Comment 13 for bug 710410

Revision history for this message
Pat Tressel (ptressel) wrote : Re: [Bug 710410] Re: "Parsing failed" on uncommit if contents of commit message are nonstandard

Aha -- I see people have already made the suggestions below. (I'm using
gmail and it started a fresh thread due to the new subject. ;-) The only
ones that remain are a) perhaps ask the user if they intended that message,
and b) if it's also in the repository, might need to deal w/ it there, at
least to prevent it from being brought back into branch.conf as
un-escaped/un-encoded/not-stored-as-file text by an uncommit.

-- Pat

bzr could get any sort of file thrown at it via -F, including ones that have
> text that looks like meaningful strings in branch.conf, or binary data,
> or...is there an equivalent of cross-site-scripting when reading branch.conf
> (not likely, if it doesn't direct bzr to take actions, but just as an
> example...).
>
> Some options to protect against that:
>
> 1) Check whether it appears to be a reasonable text message, e.g.: Do a
> trial run at running it through the parser *as it's being read in* and see
> if it will cause trouble.
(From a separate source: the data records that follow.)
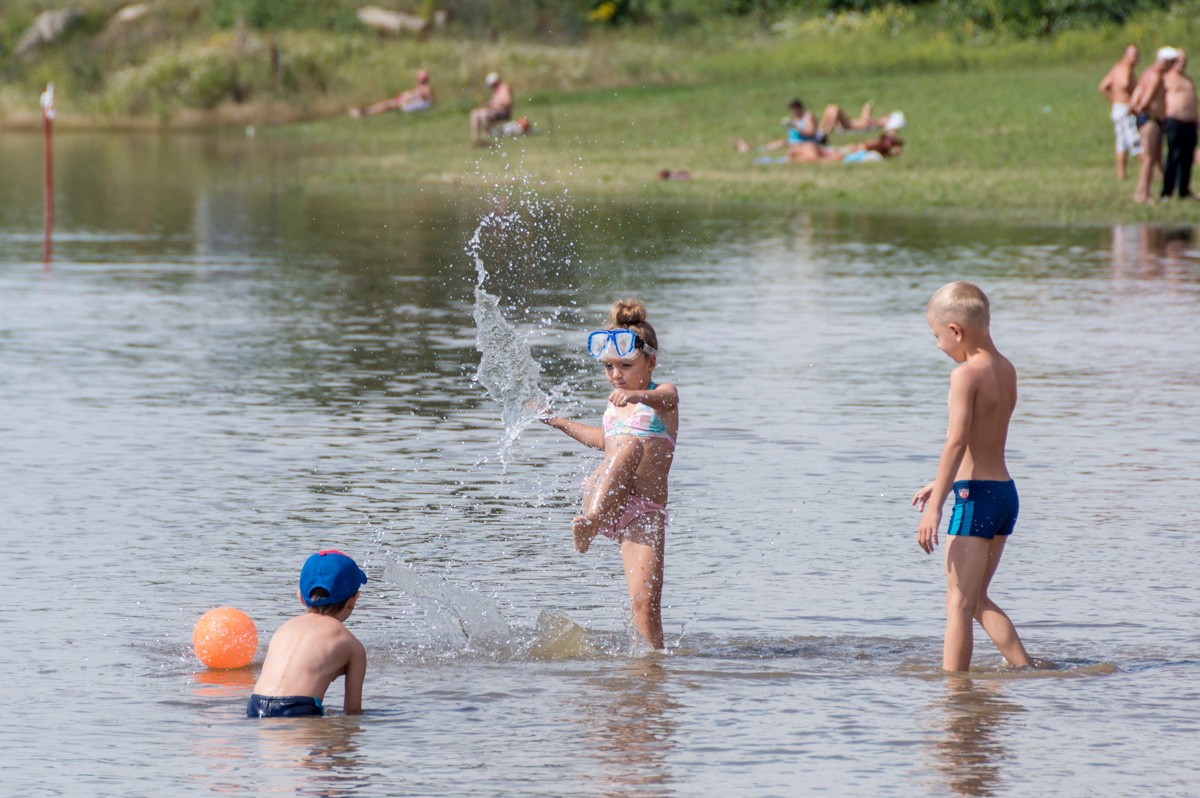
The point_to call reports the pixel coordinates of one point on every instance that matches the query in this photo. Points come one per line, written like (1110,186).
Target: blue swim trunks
(984,508)
(283,707)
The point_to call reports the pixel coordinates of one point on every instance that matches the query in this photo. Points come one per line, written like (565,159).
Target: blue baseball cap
(333,571)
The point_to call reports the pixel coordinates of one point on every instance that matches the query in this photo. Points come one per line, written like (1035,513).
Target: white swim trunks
(1125,126)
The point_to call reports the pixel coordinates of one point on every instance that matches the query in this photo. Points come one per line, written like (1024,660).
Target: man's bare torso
(1180,96)
(1120,82)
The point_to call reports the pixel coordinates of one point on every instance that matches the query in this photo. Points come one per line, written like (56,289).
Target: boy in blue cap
(309,652)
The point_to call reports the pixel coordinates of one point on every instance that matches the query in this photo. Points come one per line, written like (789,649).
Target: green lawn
(1031,144)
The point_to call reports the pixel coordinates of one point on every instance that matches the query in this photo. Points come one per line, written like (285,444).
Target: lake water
(223,370)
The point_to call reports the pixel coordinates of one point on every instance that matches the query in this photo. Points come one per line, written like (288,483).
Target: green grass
(1035,145)
(999,126)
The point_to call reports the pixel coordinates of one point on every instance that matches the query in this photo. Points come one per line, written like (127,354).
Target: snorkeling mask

Do whatever check is appropriate on the system
> for binary vs. text. Scan it for bzr keywords. Ask the user if they really
> want that message.
>
> 2) Quarantine messages, or at least ones that seem iffy: Escape the text
> or run a simple encoding-to-text on it. Store it as a separate file (at a
> known relative path w/i .bzr/branch) and only put the filename in
> branch.conf. This would apply not just to the message stored in
> branch.conf, but wherever else it is stored in the collection of revisions.
>
> To recover your affected tree you just need delete [commit_data] section
>> and all its contents from branch.conf.
>>
>
> ;-) Getting it back from launchpad worked. But that brings up another
> point (alluded to above), which is... Isn't that message stored in some
> other place as well, in repository directory itself? It doesn't appear to
> have caused problems for commands that access the repository, but if stored
> there, it could resurface via uncommits.